Erlensees Neuzugang Tim Kuhl im Tor von Viktoria Nidda bei einem Spiel gegen den SC 1960 Hanau. Archivfoto: TAP

Erlensee

Erlensee holt Tim Kuhl und Jan Lüdke aus Nidda zurück

Fußball. Diese Wechsel lagen nahe, am Dienstag meldete der 1. FC Erlensee Vollzug. Der Aufsteiger in die Verbandsliga Süd machte Nägel mit Köpfen und holte vom sich auflösenden Verbandsliga-Kader des SC Viktoria Nidda Torwart Tim Kuhl und Mittelfeldspieler Jan Lüdke zurück.

Beide Akteure spielten schon in der Jugend mehre Jahre für den Hanauer Kreisvertreter. Erst in der vergangenen Saison war Jan Lüdke von Erlensee nach Nidda gewechselt, um dort Verbandsliga-Erfahrung zu sammeln.
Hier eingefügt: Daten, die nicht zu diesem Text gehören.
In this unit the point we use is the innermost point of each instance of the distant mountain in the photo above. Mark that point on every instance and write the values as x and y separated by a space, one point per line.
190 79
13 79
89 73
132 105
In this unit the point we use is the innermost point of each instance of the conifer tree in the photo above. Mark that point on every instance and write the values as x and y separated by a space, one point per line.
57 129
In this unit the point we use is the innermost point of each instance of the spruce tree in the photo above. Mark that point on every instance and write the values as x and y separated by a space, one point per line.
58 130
Kuhl spielte seine ersten beiden Seniorenjahre für die Viktoria aus Nidda.

Der aus Ortenberg-Bleichenbach stammende Torhüter erkämpfte sich bei den Wetterauern den Nummer-Eins-Status und stieg mit Nidda im vergangenen Sommer in die Verbandsliga Süd auf. Nach Sebastian Wagner, der bereits in der Winterpause seine Zelte in Nidda abbrach und mit insgesamt 13 Rückrundentreffern maßgeblichen Anteil an der Gruppenliga-Meisterschaft des FCE hatte, haben mit Lüdke und Kuhl zwei weitere Akteure den Weg zu einem ihrer Ausbildungsvereine zurückgefunden.

Viele alte Freunde im Kader„Beide passen sehr gut in unsere Philosophie“, erklärt Erlensees Coach Tobias Heilmann. Die Integration der Neuzugänge dürfte dem jungen Coach leicht fallen, denn die beiden Ex-Niddaer treffen im Kader des Verbandsliga-Aufsteigers auf viele alte Freunde.

Mit Lüdke wird das ohnehin schon sehr spielstarke Mittelfeld noch variantenreicher. „Jan ist flexibel einsetzbar und wird seine Rolle finden“, sagt Heilmann. Ein Wechsel zwischen verschiedenen Spielsystemen sei denkbar, der große Kader des Neulings bietet dazu jetzt noch mehr Möglichkeiten. In der abgelaufenen Saison gab es auf der Torhüterposition hin und wieder Probleme.

Trainer ist zufriedenAls Stammtorhüter Moritz Frigg urlaubsbedingt fehlte, musste A-Junioren Alem Omeragic zwischen die Pfosten. „Mit Tim haben wir einen ehrgeizigen wie zuverlässigen Keeper verpflichten können, der zudem schon das eine Jahr in der Verbandsliga gespielt hat“, erzählt der Übungsleiter des FCE.

Dass für den 20-jährigen Kuhl die Rolle als Nummer eins bereits vergeben ist, will Heilmann aus seinen Worten nicht ableiten lassen. „Es ist wie auf den anderen Positionen auch, alle starten mit den gleichen Chancen in die Vorbereitung.“ Mit den beiden Rückhol-Transfers sind die Planungen beim 1. FC Erlensee wohl abgeschlossen. „Sowohl qualitativ als auch quantitativ sind wir mit der Zusammensetzung des Kaders sehr zufrieden“, so Heilmann.